Evergreen Media bought the station from Bonneville International in 1997. Evergreen was later acquired by Clear Channel Communications, a forerunner of iHeartMedia. Through the years, notable disk jockeys included Sam "Bo" Roberts and "Long" Jim White (Jim White retired in 2022 and Bo Roberts released in 2025), Jay Philpott (middays, later in Baltimore), Jon Dillon (afternoon drive, until his release in 2012), Stubie Doak (nights), Pamela Steele (middays), Ed Budanauro ("Enerjazz" host from 1987 to 1989), Benn McGregor ("McGregor" - 1982–86 writer/producer, co-host of "Morning Drive" with Andy Barber 1984–1985), Jerry Vigil (middays, production director), Pete Thomson (afternoons), John Shomby (program director), and Paul Donovan (evenings).

On April 23, 2007, KZPS rebranded itself as "Lone Star 92.5", and adopted a Texas-themed classic rock/country rock hybrid format that was previously heard on 92.5-HD2. About a year later, KZPS changed back to its previous classic rock format, keeping the "Lone Star 92.5" branding.

iHeartMedia terminated Sam "Bo" Roberts' contract on October 7, 2025 as part of nationwide layoffs.

==KZPS-HD2==
Since KZPS rebranded as "Lone Star 92.5", the classic rock format was briefly heard on 92.5-HD2. In April 2008, when KZPS returned to classic rock, 92.5-HD2 switched to an adult album alternative format branded as "The Music Summit" (previously on KDMX-HD2).

In October 2013, it was simulcasting from iHeartRadio's "World Class Rock" network utilizing the same format as before.
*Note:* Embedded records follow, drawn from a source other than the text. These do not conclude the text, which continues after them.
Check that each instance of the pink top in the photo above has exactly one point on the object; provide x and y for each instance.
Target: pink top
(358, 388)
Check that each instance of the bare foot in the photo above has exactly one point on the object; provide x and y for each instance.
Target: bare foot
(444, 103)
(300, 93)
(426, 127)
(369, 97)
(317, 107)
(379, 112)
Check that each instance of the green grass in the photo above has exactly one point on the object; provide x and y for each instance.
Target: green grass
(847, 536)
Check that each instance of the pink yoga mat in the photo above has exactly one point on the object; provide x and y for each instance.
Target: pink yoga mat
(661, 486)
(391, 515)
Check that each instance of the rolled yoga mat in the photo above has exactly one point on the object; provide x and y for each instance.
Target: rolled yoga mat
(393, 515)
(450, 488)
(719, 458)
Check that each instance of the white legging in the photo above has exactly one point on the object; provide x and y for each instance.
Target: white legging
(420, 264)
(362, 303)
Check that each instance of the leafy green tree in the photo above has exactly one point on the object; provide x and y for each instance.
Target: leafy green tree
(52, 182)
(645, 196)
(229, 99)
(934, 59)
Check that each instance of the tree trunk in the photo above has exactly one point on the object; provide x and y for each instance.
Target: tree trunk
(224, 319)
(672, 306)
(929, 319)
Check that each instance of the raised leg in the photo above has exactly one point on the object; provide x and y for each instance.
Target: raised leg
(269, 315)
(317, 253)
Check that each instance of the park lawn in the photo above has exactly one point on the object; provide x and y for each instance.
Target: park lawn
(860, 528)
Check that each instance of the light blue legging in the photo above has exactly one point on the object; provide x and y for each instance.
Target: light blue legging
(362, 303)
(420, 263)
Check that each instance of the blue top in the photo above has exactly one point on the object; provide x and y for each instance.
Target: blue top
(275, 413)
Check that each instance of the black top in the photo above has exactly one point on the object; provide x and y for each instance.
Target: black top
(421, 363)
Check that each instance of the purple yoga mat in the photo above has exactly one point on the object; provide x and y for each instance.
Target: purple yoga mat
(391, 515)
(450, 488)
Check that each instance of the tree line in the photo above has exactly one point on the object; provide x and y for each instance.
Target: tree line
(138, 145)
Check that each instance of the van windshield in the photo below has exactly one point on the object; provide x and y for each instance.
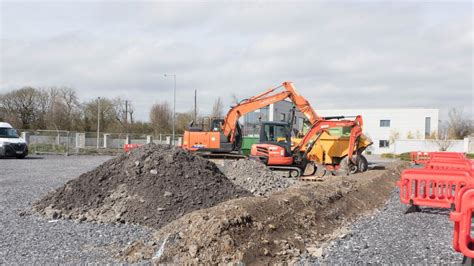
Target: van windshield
(6, 132)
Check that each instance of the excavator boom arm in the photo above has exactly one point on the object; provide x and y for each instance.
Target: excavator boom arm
(262, 100)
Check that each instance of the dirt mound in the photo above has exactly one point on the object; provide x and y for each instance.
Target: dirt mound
(255, 177)
(152, 186)
(267, 230)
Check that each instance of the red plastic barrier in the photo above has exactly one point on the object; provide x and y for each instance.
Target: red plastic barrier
(129, 147)
(432, 188)
(463, 218)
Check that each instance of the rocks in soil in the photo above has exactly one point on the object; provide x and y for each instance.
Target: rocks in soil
(152, 186)
(255, 177)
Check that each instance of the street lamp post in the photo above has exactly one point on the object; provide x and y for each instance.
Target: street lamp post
(98, 121)
(174, 106)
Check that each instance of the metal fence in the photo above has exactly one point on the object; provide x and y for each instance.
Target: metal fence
(71, 142)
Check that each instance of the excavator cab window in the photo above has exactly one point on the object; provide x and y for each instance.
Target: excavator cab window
(216, 124)
(276, 133)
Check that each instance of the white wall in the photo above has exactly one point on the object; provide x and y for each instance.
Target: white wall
(408, 145)
(402, 120)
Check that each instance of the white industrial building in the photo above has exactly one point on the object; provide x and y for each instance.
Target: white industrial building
(384, 125)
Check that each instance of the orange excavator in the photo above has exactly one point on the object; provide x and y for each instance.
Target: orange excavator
(225, 135)
(276, 147)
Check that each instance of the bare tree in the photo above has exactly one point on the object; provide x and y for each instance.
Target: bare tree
(161, 117)
(441, 139)
(21, 107)
(459, 127)
(217, 108)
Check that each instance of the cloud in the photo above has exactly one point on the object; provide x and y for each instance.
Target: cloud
(340, 55)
Since April 2015, it was renamed to "The iHeart Current" and a month later, renamed again as "iHeart Eclectic". The AAA station in May 2018 rebranded as "Eclectic Rock".

Since mid-2019, the Eclectic Rock feed was discontinued on KZPS-HD2, leaving the digital subchannel with no programming replacement.

KZPS's HD2 signal did resume programming for a brief period, but ceased programming once again by October 2021.

KZPS's HD2 subchannel was re-activated in late January 2026 with iHeartRadio's "TikTok Radio" service.